К этому моменту я дрожал, запыхавшийся и просто-напросто напуганный. Ещё я переживал за него — он был в абсолютном ужасе. Я пытался убаюкать его, но он продолжал отдёргиваться, будто бился в конвульсиях.
Когда движение стихло, я поспешил через дорогу и направился к двери нашей квартиры, которая оставалась открытой. В моих руках Тони вдруг стал неподвижным и тихим, и запах, который заполнил воздух, сказал мне, что у него только что произошёл очередной инцидент.
Я поспешил по ступенькам в квартиру, зашёл внутрь и закрыл дверь.
Он сбежал с моих рук, споткнулся в гостиной и упал на ковёр с тихим глухим стуком, где скрутился в клубок и зарыдал в агонии.

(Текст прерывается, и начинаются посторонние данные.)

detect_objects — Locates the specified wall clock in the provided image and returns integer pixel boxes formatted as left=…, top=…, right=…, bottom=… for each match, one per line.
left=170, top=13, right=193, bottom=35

Я смотрел на него долгое мгновение, чувствуя себя совершенно не в своей стихии. Напуганным. Ошеломлённым. Он мог убиться, выбежав на дорогу. Это произошло так быстро, так неожиданно. Я стоял на месте, глядя вниз, тяжело дыша.
«Соберись», — подумал я, нервно проводя рукой по лицу.
Я присел на корточки, легко коснулся его плеча.
Теперь он не замечал меня. Он закрывал лицо руками, зажмурив глаза. Он ушёл в какое-то место в своём сознании, в какое-то место безопасности, в какое-то место, где до него не могли добраться плохие парни.
Я сел, притянул его к себе, держа в своих руках.
Он не сопротивлялся, казалось, не обращал внимания.
— А теперь тише, приятель, — прошептал я, гладя его по волосам. — Всё будет хорошо.
Я хотел, чтобы это было правдой, — отчаянно хотел. Но впервые с тех пор, как мы привезли его домой, я был полон сомнений.
Я сидел с ним около двадцати минут, и, в конце концов, он успокоился. Он ничего мне не говорил, пока я стоял, говоря ему, что ему нужно помыться, что я достану для него свежую одежду. Он не делал никаких попыток, чтобы подняться на ноги, пойти за мной, так что я взял его на руки и понёс. Он смотрел на меня открыто, пока я это делал. Он провёл пальцами по моей бородке, казалось, заворожённый ею.
Тебе нужно принять душ, — сказал я после того, как поставил его в ванну.